Caro direttore, Ugo Rossi su questo giornale ieri ha interpretato la mia posizione sull’overtourism come un approccio ottimistico, unidimensionale e concentrato con miopia sulla sola tassazione dei proventi turistici da reinvestire in opere pubbliche. Secondo la sua lettura, sottovaluterei gli impatti reali del fenomeno: gentrificazione, inquinamento, emissioni. Con tutta la stima per questo bravo geografo, la sua critica non coglie la complessità del mio ragionamento. Sia chiaro: riconosco pienamente che la crescente pressione turistica genera impatti profondi sullo spazio urbano e sugli equilibri socioeconomici delle nostre città.
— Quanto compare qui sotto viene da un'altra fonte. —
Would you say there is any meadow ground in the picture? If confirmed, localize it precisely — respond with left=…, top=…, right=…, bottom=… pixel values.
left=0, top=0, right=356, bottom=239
Non si tratta di minimizzare il problema, ma di affrontarlo con la consapevolezza che richiede risposte articolate, non monolitiche.
La regolamentazione è imprescindibile. Gli usi del territorio, gli affitti brevi, la circolazione: su questi fronti siamo drammaticamente in ritardo e servono interventi normativi incisivi. Ma limitarsi a una politica puramente difensiva – bloccare, vietare, contingentare – significa rinunciare a governare il cambiamento. Oltre alla necessaria regolamentazione, serve una visione progettuale capace di trasformare il valore generato dal turismo in nuovo welfare urbano.
Il punto è proprio questo: creare attrezzature e servizi che migliorino concretamente la vita degli abitanti. Non si tratta di opere calate dall’alto per compiacere i flussi turistici, ma di infrastrutture a doppio uso che funzionino per i residenti e al contempo attraggano visitatori. Spazi pubblici di qualità nel centro storico, nelle periferie, lungo la costa. Servizi culturali, sociali, ambientali che generino valore pubblico, non solo profitti privati.
Questo è l’esatto contrario della gentrificazione: è redistribuzione del valore economico in welfare collettivo, materiale e immateriale.
Il meccanismo è chiaro, anche se la sua realizzazione è tutt’altro che semplice. Richiede una governance urbana sofisticata, capace di elaborare progetti integrati e programmi concreti che traducano risorse economiche in rigenerazione mirata, in qualità della vita, in servizi accessibili. Richiede, soprattutto, di superare la tentazione della risposta univoca. Perché nessun buon progetto – e nessuna seria politica urbana – si risolve mai in una sola dimensione.